4 Experimental Results and Analysis
4.1 Experimental Environment
4.2 Results and Analysis
In order to evaluate the detection model, testing a large number of samples for experiments and conducted multiple sets of comparative experiments to demonstrate the superior performance of proposed test models. The results of the experiment are evaluated by TPR, FPR, Precision and Accuracy.
Overall performance: as shown in Fig. 2, experiments are performed on 5,000 samples by selecting different features. The distribution ratio of test set and training set is 1:3. As can be seen from the figure, the overall detection accuracy of the model can reach 95.5%. Our proposed method of combining permissions and API as a feature has a better classification effect than the detection of a feature alone. It can be clearly seen that the single feature detection in detection accuracy is lower than the permission and API combination detection. And our method has a significant reduction in the false positive rate, but the false positive rate is still high, which is a problem needed to be solved in the future. In short, the malware detection method proposed based on sensitive permissions and API has better detection results.

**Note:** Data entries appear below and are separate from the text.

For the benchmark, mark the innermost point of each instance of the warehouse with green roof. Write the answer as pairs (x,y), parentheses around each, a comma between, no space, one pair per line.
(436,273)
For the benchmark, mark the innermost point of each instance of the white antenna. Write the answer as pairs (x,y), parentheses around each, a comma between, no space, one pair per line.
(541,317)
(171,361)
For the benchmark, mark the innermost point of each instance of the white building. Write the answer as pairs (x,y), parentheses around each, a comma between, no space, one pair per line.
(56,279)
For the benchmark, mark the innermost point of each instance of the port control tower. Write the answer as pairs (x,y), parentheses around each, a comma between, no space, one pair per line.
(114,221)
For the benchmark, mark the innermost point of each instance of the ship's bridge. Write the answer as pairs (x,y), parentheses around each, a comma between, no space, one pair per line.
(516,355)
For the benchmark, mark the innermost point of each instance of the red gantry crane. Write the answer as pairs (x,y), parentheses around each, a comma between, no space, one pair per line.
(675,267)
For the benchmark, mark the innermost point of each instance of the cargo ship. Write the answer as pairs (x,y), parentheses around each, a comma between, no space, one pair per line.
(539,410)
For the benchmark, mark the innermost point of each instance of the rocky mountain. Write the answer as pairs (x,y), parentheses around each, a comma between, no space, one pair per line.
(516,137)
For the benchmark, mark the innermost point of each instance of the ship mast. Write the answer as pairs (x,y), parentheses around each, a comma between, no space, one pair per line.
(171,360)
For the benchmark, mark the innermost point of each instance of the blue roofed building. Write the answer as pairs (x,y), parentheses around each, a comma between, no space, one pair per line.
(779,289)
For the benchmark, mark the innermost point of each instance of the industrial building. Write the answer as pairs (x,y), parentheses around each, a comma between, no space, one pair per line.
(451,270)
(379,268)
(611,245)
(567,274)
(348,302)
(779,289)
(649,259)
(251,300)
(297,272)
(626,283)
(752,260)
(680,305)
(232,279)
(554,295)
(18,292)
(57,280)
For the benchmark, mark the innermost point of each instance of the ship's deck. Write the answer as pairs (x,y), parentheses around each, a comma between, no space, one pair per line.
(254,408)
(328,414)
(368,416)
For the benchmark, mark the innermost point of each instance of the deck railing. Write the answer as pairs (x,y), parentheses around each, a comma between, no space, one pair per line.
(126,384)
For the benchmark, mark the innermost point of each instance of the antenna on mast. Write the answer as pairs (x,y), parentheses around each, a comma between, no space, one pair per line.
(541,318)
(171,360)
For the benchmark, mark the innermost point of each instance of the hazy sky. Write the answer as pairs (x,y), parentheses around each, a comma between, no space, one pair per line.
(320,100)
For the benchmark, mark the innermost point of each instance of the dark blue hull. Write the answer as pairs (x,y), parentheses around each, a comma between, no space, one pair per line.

Ensemble learning model effect: the ensemble learning model is evaluated by comparing the combined classification method of k-nearest neighbors and decision trees with the classification method using only one of them. The effect diagram is shown in Fig. 3. Through Fig. 3, all aspects of using the ensemble learning model are better than using any of the classifiers alone, so using the ensemble learning model to detect and classify is effective.
Ensemble learning model weight selection: the ensemble learning model needs to assign a weighting ratio to the classification results of each classifier to obtain the final classification result. Different weights have a significant impact on the final classification result. For this reason, selecting the test weighting interval to be 0.1 to obtain the detection accuracy of different weight ratios as shown in Fig. 4. It can be seen from the figure that different weight selection has a great influence on the accuracy of the whole model. According to the figure, the final choice is to assign a weight of 0.6 to the decision tree classifier and assign 0.4 to the kNN classifier. This is also because the kNN algorithm itself is relatively simple, and it has a certain influence on the experimental results when facing the unbalanced data set.
5 Conclusion
Starting from the two characteristics of the Android application’s permissions and API, we collect the feature set of the application software sample through decompilation, and then extract the high-risk API and permission features using the mutual information model, and combine the two to generate the permission-API feature. The vector is then used to implement classification detection of Android malicious applications through an ensemble learning model. The simulation experiments on 3526 malicious applications and 2474 normal applications show that the proposed method has good effects on accuracy and true positive rate. This method can effectively improve the accuracy of Android malicious application detection, more comprehensively reflect the characteristics of Android applications, but the false positive rate of this method is still slightly higher, and we need further improvement in subsequent research.